Emma Patchett, Post-Doctoral Researcher, Centre for Excellence in Law, Identity and the European Narratives at the University of Helsinki
Emma is currently a post-doctoral researcher at the Centre for Excellence in Law, Identity and the European Narratives at the University of Helsinki, conducting research on law, evictions and environment in film. Last year she was a Research Fellow at the Kate Hamburger Centre “Recht als Kultur” in Bonn, focusing on critical autopoesis, diaspora legal cultures and the European spatial imaginary. Prior to this she was a Visiting Research Fellow at the Menzies Centre for Australian Studies at King’s College London (June – September 2016) during which time she explored spatial imaginaries in Australian film and literature in relation to offshore processing and international refugee legislation.
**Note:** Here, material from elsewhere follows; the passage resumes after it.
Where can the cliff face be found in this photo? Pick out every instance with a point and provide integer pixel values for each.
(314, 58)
She was awarded a doctorate in June 2015 from the University of Muenster, where she was employed as a Marie Curie Research Fellow on the CoHaB (diasporic Constructions of Home and Belonging) ITN. She has had work published in the Australian Feminist Law Journal; Polémos; Symbolism; and Law and Literature.
She is interested in reading law through cinematography, specifically working towards a critical method of reading the specificities of frame and composition in ‘diaspora’ film, which subverts and deconstructs broader legal spatial imaginaries of the normative. She is also an artist herself, making short films and painting scenes depicting the relationship of spatiality to justice.
She would like to collaborate with others interested in the relationship of law and the visual aesthetic as a critical methodology; subversive deconstruction of European spatial imaginaries through art; and the application of legal theory to visual spaces, architectural drawings, housing and temporary camps.